The advice throughout history has always been the same as it relates to the stock market: Ride it out. This advice, however, is predicated on a maxim that governs sound investing:
Short-term money (i.e. money needed within a five-year period) should not be invested in the stock market.
Anchored in historical events, this investment maxim is illustrated in the following table (published by Wealthfront):
The longest recovery period is 2112 days, nearly six years. The average recovery period of 684 days is less than two years. Most investors remember the declines of 2000 and 2008, recovery periods that were approximately four and five years, respectively.
This is why PWA Wealth Management builds custom client portfolios that include fixed income for near-term/immediate needs. At PWA, we have always understood that markets decline for many different reasons and we have planned so that our clients have sufficient fixed income investments to weather these storms.
Younger investors can view the downturn as an exceptional buying opportunity and aggressively add money to their 401(k) and IRA accounts. Older investors do not have that same luxury.
PWA continues to study the vast amount of information available to us. The information allows us to see patterns upon which we are making decisions. We believe that those U.S. companies with the strongest balance sheets and the best-in-breed management will be the companies we want to own on the other side of this event. We believe companies like Walmart, Apple, Home Depot, Amazon, and Microsoft will continue to be the great businesses they were before the pandemic occurred. Those companies (as well as the ETFs and mutual funds holding these companies) have all experienced declines and represent great value for long-term investors.
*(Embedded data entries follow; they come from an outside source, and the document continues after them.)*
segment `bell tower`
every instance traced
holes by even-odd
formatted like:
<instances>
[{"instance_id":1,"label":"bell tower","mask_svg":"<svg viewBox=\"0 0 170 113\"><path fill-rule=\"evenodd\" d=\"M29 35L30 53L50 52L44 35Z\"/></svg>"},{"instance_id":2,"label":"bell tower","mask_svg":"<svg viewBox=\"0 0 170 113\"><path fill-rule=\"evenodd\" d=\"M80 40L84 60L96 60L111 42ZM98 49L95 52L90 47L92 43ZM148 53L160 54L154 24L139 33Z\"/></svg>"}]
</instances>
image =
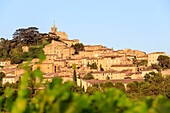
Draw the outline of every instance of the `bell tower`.
<instances>
[{"instance_id":1,"label":"bell tower","mask_svg":"<svg viewBox=\"0 0 170 113\"><path fill-rule=\"evenodd\" d=\"M58 31L57 31L57 27L56 27L56 25L55 25L55 21L54 21L54 24L53 24L53 26L51 27L51 31L50 31L51 33L57 33Z\"/></svg>"}]
</instances>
Conversely, food service, hospitality, travel, retail, and energy are likely to be impaired for a much longer period.
Over the coming days we will continue to monitor the situation and reposition our portfolios as needed to align the portfolios with our beliefs. International and emerging market positions will be eliminated in favor of cash. Many large-cap U.S. dividend paying companies will likely be forced to dramatically cut those dividends to preserve cash. Those companies and the funds that are heavily invested in them will be eliminated from our portfolios. We are doing everything we believe necessary to position our portfolios to weather this storm and benefit from the eventual recovery.
Although we are forced to work remotely, our team is performing exceptionally well and completing our duties in a manner consistent with in-office outcomes. I am very proud of the team.
Please know that your trust and confidence is greatly valued and we are working tirelessly to continue to earn your business.